Future ready regulations will catalyze innovation for the oil and gas industry

The oil and gas industry is at an inflection point: according to the International Energy Agency (IEA), the role that natural gas can play in the future of global energy is inextricably linked to its ability to help address environmental problems.

One of these problems is methane emissions–a key focus of the World Gas Conference in Washington, D.C. this week–which represent a reputational risk to the oil and gas industry, a waste of saleable resources, and a contributor to both poor local air quality and climate change.

It comes as little surprise then that momentum to reduce methane emissions is building:

  • Earlier this spring, BP announced a stringent, quantitative methane reduction target.
  • Shell, ExxonMobil, Qatar Petroleum, and a host of other producers committed to continuously reduce methane emissions across the natural gas value chain.
  • Investors representing $4.2 trillion in assets are calling on companies to improve their methane performance and better manage long-term business risk.

Meanwhile, entrepreneurs and innovators are ramping up development of tech solutions to help keep pace with this momentum, in part through innovation challenges and the new Oil and Gas Climate Initiative (OGCI) deployment accelerator.

Yet as the demand for solutions continues to grow, a key question remains: how can regulations help innovation move from pilots to widespread adoption?

Here’s a look at the current rules, and how future regulatory frameworks can accelerate methane innovation.

Aileen Nowlan, Senior Manager, EDF + Business

Pathways to innovation: following up on a promising start

In 2016, many innovators, forward-thinking oil and gas operators and Environmental Defense Fund (EDF) called on the Environmental Protection Agency EPA to include a “pathway to innovation” in their final new source performance standards rule.

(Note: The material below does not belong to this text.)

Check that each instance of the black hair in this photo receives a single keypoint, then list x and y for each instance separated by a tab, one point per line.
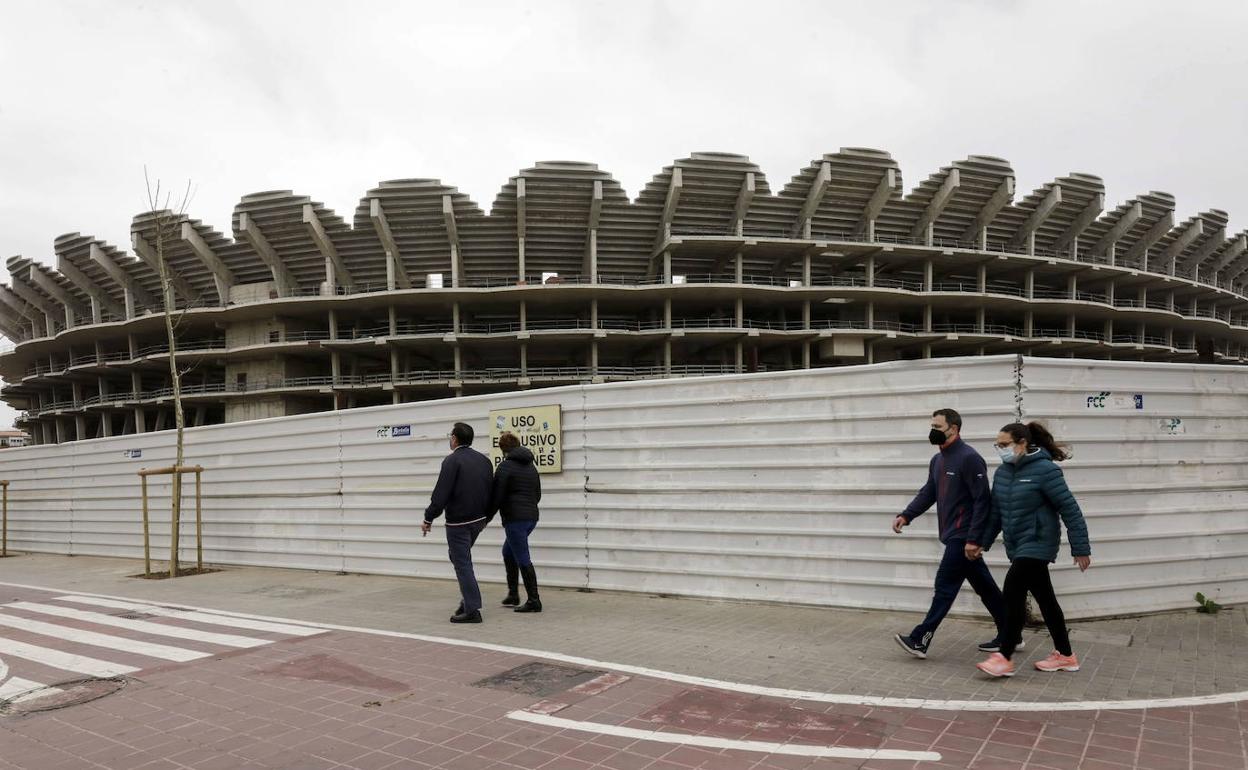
951	417
463	433
1037	436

This provision was intended to allow operators to have more flexibility in complying with methane monitoring and emissions regulations, allowing them to invest in and deploy more effective and lower-cost solutions as they become available. It was based in part on Colorado’s Approved Instrument Monitoring Method, which was developed in collaboration between operators, the state, and environmentalists.

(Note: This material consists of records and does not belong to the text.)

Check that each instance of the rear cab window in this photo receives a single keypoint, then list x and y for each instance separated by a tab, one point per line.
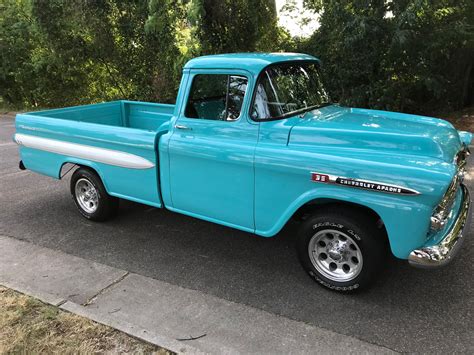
216	97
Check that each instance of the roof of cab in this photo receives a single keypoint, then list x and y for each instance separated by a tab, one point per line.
252	62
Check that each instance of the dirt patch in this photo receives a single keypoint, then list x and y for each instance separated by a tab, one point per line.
30	326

This promising start has not yet unlocked its full potential to encourage innovation in technology development. Regulators, companies and innovators have described a couple of areas of uncertainty where clarity could inspire more innovation and deployment of better methodologies. For example, how will methodologies be compared when they operate over different timescales and geographic horizons? How broadly can an approved methodology be used? What impact does approval of a new methodology have on existing requirements for monitoring, mitigation and reporting? How can states and federal authorities collaborate or at least acknowledge a prior approval, so that applicants do not have to start from scratch in a new jurisdiction? As the number of states with methane regulations grows, answering these questions and others will enable companies, innovators and regulators to work together on better leak prevention, detection and repair.

Future-ready regulations

Even facing some lack of clarity and recent delays, leading companies have committed to engaging constructively on public policy. Strong baseline standards help to drive environmental performance and create the right incentives to unlock technological advancements.  Coupling these standards with regulatory pathways that encourage innovation and enable faster, more cost-effective action is one of the most impactful things we can do together.

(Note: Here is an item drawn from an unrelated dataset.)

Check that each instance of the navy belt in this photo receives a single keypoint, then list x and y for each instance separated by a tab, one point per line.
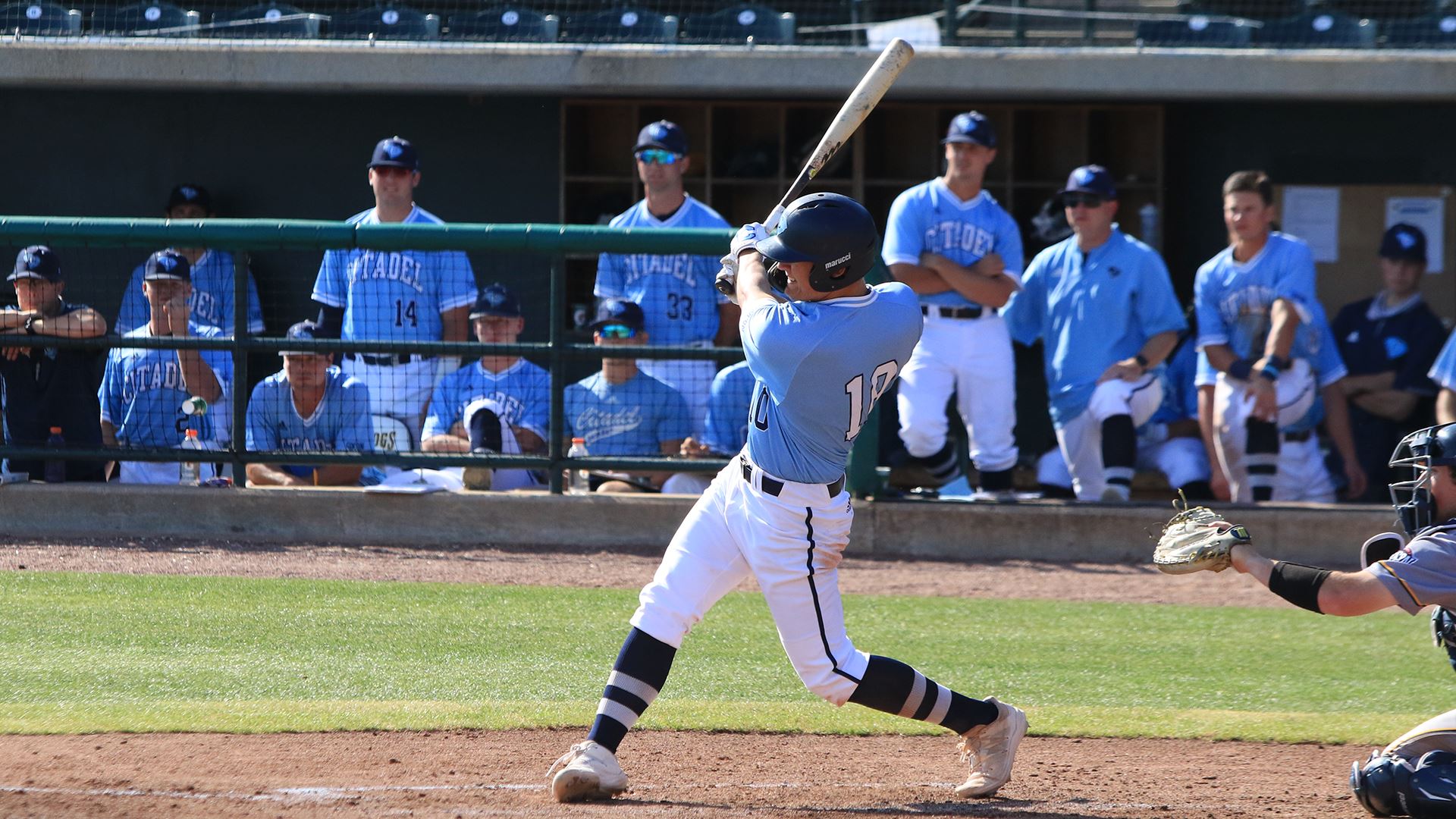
774	487
973	312
388	360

That’s why EDF is working with the Environmental Council of the States (ECOS), policymakers and industry advisors to guide the design of a strengthened regulatory framework that builds on existing standards to further encourage innovation while meeting regulatory needs for reasoned decision-making, enforcement, and transparency.

Later this year, EDF and ECOS will develop and test a set of recommendations on how regulations can catalyze innovation to reduce the methane risk, verified, faster and cheaper. Industry will benefit from increased flexibility – known as alternative compliance pathways – to use technologies that help them reduce emissions. Innovators and technology investors benefit from an even stronger demand signal to develop methane detection and mitigation technologies. And regulators will benefit from achieving environmental goals faster and cheaper.

Longer-term, this framework could transform not just state and federal methane management, but other air and water protections. It’s also a remarkable way for uncommon partners to come together and drive innovation that makes a difference.